There were two cases of minor malpositioned of catheters, in which the lines were placed in the right ventricle, and these were subsequently repositioned; none of these complications were of significance because none of them required treatment or resulted in a serious adverse event. In the group thought to be at higher risk for complications, the complication rate was 20% (n = 2).
The 2 patients here that suffered from a pneumothorax, both required treatment with a chest tube.

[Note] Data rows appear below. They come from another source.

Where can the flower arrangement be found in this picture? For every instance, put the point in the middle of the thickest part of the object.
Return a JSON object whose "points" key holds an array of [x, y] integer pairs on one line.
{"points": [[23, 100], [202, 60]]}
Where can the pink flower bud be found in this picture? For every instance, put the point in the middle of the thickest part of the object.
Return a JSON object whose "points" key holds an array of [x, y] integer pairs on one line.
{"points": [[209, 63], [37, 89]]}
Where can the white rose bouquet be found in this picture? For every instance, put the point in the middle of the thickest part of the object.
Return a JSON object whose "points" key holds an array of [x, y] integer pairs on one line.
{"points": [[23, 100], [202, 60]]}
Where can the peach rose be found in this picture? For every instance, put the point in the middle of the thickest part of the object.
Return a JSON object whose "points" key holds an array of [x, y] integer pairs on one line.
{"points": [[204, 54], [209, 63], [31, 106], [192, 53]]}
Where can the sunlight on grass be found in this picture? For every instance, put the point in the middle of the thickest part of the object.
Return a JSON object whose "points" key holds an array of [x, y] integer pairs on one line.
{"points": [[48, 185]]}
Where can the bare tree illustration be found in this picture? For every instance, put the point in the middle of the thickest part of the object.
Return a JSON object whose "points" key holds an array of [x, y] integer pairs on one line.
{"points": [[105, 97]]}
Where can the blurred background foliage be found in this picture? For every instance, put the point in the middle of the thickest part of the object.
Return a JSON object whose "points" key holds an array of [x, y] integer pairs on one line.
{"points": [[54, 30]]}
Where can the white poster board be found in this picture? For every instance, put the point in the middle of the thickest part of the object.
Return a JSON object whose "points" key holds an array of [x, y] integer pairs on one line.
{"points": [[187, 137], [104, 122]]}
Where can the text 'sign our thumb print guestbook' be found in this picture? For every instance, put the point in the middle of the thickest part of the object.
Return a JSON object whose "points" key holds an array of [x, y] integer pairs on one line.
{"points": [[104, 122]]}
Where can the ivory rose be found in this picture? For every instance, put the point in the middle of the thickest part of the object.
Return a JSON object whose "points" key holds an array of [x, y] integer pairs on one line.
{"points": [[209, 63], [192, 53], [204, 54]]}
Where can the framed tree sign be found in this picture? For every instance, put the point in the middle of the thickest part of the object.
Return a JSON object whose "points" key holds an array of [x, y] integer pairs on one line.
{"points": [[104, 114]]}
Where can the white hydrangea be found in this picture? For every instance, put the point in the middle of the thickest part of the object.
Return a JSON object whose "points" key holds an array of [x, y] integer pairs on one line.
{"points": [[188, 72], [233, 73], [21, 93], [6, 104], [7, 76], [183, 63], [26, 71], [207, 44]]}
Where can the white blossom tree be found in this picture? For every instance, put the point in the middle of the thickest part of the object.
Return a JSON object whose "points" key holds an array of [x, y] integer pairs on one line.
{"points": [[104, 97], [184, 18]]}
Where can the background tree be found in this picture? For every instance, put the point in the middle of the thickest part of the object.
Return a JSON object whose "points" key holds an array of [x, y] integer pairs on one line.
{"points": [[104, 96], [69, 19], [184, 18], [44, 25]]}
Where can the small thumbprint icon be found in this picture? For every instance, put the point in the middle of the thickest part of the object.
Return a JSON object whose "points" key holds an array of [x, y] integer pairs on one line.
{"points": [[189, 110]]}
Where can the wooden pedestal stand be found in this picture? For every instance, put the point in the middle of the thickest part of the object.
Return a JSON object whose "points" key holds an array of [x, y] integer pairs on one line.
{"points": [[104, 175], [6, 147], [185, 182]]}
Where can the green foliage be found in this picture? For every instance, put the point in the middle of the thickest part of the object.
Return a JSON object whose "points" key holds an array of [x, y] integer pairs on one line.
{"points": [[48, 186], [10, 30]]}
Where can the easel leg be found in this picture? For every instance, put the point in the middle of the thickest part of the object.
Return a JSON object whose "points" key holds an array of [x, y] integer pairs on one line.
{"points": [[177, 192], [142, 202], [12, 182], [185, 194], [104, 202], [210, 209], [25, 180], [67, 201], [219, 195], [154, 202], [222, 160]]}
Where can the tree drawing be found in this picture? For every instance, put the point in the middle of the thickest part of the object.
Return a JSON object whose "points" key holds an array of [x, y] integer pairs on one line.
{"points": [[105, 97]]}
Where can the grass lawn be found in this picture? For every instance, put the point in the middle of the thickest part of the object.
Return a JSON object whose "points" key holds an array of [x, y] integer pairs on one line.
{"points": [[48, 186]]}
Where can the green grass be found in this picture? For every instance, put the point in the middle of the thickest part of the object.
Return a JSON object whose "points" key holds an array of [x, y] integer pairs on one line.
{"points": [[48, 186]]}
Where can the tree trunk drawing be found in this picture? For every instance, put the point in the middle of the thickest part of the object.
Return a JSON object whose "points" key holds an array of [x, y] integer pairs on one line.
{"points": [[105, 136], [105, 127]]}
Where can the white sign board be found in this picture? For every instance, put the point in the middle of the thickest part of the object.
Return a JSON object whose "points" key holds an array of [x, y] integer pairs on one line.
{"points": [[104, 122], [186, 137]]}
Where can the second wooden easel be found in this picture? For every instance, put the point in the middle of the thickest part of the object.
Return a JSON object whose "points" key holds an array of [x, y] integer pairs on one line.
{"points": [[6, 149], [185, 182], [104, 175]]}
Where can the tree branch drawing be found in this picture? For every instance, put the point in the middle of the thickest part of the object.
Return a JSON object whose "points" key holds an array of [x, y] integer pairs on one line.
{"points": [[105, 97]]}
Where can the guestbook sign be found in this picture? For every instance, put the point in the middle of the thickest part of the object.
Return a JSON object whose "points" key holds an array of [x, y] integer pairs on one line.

When comparing the two arms of the study (those who were thought to be at low risk versus those at high risk for complications), the difference in complications requiring treatment was statistically significant (0 versus 20%, p = 0.03).
The authors raise the question of whether a chest radiograph should be routinely obtained after line placement in all patients or whether some radiographs are unnecessary. Even in large volume, it might be justifiable if the even rare occurrence of a life – threatening complication could be detected. It might equally be argued that most life-threatening complications, such as a tension pneumothorax, might be recognizable before the chest radiograph has been read. Delays from the time of the post procedural film being taken, processed, and read may result in valuable time being lost.
This study had some limitations in that the lines were placed in a controlled environment. There were no rapid placements of central lines in trauma or emergent situations in the ICU. Also, the study was limited in that both physicians placing lines were very experienced, and the results may not apply to placement of lines by unexperienced practitioners.
Conclusion
Routine chest X-ray post-central venous line placement may not be necessary when experienced clinicians use the proper technique, clinical judgment, and reasonable discrimination between low risk and high-risk patients when placing central venous access devices.